Western governments worry that satellite launch systems incorporate technologies interchangeable with those used in ballistic missiles capable of delivering a nuclear warhead.
Iran insists its space programme is for civilian and defence purposes only, and does not breach the nuclear deal or any other international agreement.
"The United States remains concerned with Iran's development of space launch vehicles, which pose a significant proliferation concern," a State Department spokesperson said.
Iran's state broadcaster aired footage of a rocket rising from a desert launchpad, but gave no details of its location.
"The Simorgh (Phoenix) satellite launcher carried three research cargos into space," said Ahmad Hosseini, spokesman for the defence ministry's space division.
"The research goals foreseen for this launch have been achieved," he added, quoted by state television.
Earlier this month US media reported that preparations for a launch were under way at Iran's space centre in Semnan, 300 kilometres (190 miles) east of Tehran.
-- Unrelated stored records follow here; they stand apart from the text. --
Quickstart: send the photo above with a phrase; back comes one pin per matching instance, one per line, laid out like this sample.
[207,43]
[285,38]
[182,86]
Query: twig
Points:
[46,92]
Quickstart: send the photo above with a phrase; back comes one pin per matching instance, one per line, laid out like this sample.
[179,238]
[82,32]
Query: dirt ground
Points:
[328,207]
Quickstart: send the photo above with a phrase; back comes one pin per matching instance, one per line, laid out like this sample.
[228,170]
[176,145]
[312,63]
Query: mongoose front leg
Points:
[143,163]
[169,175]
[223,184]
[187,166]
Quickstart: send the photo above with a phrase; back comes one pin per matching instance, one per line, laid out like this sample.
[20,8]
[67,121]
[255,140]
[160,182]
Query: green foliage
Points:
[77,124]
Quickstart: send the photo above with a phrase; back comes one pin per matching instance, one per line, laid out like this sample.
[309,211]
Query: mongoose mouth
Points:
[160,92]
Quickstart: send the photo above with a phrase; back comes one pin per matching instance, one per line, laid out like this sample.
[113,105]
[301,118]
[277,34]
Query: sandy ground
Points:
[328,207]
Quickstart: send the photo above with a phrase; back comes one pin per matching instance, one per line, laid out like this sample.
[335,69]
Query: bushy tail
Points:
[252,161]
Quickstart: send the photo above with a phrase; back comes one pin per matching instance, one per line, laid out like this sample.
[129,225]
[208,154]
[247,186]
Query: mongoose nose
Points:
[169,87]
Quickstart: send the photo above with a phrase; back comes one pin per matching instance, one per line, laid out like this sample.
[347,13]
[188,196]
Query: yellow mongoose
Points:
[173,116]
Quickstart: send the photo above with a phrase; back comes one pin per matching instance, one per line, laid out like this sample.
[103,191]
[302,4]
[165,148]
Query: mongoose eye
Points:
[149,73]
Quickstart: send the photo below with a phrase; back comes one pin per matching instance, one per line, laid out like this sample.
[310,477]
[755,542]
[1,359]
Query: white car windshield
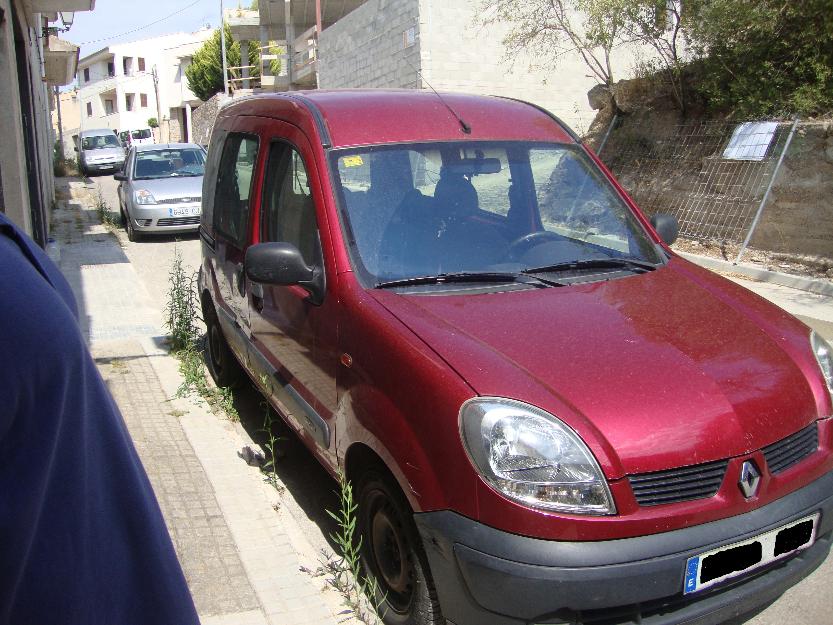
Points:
[168,163]
[436,209]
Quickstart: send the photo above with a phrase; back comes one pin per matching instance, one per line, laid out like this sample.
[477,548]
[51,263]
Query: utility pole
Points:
[223,47]
[60,122]
[158,103]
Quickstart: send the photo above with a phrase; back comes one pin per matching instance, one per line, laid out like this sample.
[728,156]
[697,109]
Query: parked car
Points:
[140,136]
[546,415]
[160,189]
[99,151]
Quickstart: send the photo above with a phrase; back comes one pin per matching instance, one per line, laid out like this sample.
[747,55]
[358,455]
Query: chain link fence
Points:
[713,176]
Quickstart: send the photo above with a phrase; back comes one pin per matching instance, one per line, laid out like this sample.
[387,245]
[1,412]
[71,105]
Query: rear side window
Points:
[234,187]
[288,208]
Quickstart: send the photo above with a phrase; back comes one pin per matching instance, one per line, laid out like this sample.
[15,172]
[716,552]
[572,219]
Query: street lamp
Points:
[223,46]
[67,17]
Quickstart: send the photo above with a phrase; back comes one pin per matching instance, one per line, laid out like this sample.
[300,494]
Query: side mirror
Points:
[282,264]
[666,226]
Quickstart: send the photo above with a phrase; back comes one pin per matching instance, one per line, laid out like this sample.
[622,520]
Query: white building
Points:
[118,85]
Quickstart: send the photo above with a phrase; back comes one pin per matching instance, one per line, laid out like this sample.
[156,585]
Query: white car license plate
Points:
[184,211]
[712,567]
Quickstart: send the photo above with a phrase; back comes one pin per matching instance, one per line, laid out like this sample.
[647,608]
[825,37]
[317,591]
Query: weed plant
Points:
[103,210]
[271,445]
[360,592]
[182,317]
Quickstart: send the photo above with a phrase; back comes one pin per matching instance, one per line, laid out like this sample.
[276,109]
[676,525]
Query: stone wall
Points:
[377,45]
[384,42]
[202,119]
[798,219]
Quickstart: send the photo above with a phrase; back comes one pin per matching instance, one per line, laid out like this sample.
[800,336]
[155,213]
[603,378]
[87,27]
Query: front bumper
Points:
[486,576]
[161,218]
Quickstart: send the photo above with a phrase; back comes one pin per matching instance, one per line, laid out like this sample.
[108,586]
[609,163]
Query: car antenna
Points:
[466,128]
Hosseini did not elaborate on the nature of the research, but he said the latest operation was a "preliminary launch" and that more would follow.
- Vienna talks see 'progress' -
In February, Iran announced it had launched its most powerful solid fuel rocket to date, the Zoljanah, boasting that it can put a 220-kilogramme (480-pound) payload into orbit.
The United States voiced concern about that launch, saying the test could boost Iran's ballistic missile technology at a time when the two nations are inching back to diplomacy.
According to the Pentagon and satellite imagery of the Semnan centre, an Iranian satellite launch failed in mid-June, reports denied by Tehran.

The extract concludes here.